The ups and downs of strlcpy()
Posted Jul 28, 2012 10:41 UTC (Sat) by
nix (subscriber, #2304)
In reply to:
The ups and downs of strlcpy() by quotemstr
Parent article:
The ups and downs of strlcpy()
If you find fork failing, you should either add more swap (which won't actually get used, as you note, except in the worst case) or change your program to use vfork or posix_spawn instead, both of which don't have the intrinsic commit-accounting problems of fork.

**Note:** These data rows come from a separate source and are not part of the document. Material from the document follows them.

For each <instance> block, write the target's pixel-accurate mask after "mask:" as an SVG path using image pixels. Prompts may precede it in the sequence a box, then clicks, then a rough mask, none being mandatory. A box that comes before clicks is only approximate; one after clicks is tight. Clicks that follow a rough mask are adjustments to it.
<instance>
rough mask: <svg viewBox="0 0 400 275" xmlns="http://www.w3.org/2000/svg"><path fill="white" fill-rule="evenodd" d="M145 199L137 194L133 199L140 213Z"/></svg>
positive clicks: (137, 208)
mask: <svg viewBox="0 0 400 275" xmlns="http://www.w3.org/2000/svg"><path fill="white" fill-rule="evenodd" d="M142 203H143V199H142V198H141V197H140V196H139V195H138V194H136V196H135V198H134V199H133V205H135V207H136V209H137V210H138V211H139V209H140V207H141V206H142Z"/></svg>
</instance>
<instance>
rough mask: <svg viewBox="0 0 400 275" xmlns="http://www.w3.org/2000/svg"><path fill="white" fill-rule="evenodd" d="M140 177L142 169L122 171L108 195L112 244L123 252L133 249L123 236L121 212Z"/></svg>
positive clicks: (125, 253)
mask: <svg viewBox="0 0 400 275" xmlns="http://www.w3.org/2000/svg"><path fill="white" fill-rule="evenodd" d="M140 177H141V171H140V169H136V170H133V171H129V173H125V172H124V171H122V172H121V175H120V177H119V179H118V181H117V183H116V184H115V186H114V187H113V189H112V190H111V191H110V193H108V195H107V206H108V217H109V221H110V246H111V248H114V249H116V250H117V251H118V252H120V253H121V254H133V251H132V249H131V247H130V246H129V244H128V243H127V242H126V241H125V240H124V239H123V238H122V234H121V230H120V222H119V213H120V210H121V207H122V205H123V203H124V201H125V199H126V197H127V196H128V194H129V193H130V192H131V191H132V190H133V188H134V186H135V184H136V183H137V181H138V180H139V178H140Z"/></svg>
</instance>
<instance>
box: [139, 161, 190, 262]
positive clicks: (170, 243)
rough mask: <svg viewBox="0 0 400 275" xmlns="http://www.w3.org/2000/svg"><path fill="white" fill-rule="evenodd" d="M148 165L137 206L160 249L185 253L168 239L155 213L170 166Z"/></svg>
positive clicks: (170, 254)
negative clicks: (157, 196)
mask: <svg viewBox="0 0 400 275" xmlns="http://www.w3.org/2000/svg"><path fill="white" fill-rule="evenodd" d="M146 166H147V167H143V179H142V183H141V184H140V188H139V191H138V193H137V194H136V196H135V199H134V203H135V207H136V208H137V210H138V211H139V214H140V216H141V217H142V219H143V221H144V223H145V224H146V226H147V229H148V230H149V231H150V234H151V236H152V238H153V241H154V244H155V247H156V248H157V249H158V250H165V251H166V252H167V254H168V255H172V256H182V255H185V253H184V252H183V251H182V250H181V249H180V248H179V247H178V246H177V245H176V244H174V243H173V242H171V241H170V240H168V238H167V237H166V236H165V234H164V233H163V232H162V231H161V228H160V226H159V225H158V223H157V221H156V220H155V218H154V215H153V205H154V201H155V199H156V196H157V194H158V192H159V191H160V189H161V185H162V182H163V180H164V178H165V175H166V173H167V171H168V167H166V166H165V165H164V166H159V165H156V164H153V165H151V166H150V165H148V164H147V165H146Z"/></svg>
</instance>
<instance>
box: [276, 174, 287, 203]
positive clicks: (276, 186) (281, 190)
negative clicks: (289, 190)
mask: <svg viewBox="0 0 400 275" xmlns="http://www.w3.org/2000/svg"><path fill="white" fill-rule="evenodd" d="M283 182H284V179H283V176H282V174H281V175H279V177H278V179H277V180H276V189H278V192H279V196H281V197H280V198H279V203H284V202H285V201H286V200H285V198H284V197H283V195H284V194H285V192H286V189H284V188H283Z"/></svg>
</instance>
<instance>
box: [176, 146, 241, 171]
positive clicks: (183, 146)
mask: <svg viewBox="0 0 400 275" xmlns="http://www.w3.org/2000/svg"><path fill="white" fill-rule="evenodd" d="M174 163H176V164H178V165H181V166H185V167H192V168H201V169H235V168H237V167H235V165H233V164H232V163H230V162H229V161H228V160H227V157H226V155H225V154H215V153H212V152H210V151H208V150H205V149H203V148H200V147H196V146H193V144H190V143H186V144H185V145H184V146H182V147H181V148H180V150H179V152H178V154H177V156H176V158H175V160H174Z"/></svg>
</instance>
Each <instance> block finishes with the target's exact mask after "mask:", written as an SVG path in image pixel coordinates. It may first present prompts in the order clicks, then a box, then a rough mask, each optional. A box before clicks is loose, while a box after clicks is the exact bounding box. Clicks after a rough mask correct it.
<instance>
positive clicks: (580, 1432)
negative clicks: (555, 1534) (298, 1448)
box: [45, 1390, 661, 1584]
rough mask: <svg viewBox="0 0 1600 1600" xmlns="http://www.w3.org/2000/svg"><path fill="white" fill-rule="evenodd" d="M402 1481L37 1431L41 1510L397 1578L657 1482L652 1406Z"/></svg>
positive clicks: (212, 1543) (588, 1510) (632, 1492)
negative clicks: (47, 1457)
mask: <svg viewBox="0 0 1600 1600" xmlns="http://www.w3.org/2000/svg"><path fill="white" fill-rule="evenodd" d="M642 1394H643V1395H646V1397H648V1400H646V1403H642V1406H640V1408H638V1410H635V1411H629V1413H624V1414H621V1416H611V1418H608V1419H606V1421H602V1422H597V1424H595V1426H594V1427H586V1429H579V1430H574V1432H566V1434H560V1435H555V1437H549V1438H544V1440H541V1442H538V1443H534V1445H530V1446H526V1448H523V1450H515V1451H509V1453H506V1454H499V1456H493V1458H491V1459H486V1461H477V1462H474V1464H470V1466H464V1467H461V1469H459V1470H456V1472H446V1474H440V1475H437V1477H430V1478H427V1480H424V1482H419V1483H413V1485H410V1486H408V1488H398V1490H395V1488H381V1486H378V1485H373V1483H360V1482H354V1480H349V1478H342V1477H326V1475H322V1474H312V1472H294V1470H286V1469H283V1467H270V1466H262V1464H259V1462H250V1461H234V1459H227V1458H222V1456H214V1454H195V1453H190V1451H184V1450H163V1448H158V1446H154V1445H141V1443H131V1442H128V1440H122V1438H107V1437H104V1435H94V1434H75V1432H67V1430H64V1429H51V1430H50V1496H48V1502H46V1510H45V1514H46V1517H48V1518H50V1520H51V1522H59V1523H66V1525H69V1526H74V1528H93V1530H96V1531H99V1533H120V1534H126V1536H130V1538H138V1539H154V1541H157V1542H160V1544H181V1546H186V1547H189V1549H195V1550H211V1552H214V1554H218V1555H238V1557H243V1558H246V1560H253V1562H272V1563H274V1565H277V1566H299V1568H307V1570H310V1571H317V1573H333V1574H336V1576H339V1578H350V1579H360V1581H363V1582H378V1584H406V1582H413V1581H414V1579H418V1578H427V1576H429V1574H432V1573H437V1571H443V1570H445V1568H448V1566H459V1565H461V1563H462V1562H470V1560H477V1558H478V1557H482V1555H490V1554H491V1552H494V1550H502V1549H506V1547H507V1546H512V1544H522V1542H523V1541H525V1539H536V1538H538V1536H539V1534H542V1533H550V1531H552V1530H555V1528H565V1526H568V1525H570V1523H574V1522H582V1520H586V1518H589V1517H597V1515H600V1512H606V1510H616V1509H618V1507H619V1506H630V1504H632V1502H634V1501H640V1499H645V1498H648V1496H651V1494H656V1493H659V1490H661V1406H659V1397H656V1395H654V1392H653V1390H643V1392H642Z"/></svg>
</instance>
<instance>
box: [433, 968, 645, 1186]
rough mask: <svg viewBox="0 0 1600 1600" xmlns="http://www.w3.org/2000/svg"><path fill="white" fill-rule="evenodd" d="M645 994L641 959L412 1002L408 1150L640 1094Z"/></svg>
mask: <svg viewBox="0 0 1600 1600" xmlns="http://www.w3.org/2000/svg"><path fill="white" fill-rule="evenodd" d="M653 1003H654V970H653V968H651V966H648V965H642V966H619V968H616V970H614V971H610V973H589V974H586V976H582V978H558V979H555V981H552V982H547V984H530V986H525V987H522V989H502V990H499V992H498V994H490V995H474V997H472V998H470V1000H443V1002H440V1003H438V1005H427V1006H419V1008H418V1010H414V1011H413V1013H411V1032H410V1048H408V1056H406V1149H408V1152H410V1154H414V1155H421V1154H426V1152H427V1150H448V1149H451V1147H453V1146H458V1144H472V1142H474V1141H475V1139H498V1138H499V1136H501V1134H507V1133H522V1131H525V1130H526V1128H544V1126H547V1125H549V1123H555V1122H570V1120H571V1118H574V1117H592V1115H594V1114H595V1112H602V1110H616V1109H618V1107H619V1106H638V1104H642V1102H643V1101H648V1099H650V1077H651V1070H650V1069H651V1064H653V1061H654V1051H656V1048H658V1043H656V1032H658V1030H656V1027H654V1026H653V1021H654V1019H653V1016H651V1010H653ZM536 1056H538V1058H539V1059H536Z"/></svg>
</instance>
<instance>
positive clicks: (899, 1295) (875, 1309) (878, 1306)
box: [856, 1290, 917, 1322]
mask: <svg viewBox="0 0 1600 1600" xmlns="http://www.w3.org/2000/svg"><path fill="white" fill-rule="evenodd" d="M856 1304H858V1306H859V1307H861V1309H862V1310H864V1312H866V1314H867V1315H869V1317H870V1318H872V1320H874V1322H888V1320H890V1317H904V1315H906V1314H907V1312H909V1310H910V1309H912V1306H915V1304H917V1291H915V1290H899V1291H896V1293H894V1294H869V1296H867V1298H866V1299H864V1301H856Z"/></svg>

Right. So I'm a mere user on a system with 250 users. fork() is failing in my Emacs so I can't start a shell (Emacs is much bigger than a shell). And your proposal for fixing this awful user interface failure is either to beg the sysadmin to add swap (I did, he said no, of course turning overcommit off was out of the question as this machine was running a
database, never mind that it was a test instance that nobody was using, also it was 'like Solaris does it' and he liked Solaris) or spend time hacking at Emacs and every other program that uses fork()/exec() -- i.e. nearly everything in Unix -- so it no longer does?! This despite the fact that vfork() cannot do many of the things you do between a fork() and exec(), and posix_spawn() cannot do
any of them unless the developer of posix_spawn() thought of it, hence the appallingly insane complexity of the interface? And this on a machine with almost no memory left? And this when I'm supposed to be getting something else done?
Your former proposal betrays your single-user roots. Your latter proposal betrays your ignorance of what makes fork()/exec() better than the Windows model in the first place. Neither is at all times practical: the latter in particular is absolutely crackpot.
Thank goodness I can turn overcommit off on my own systems.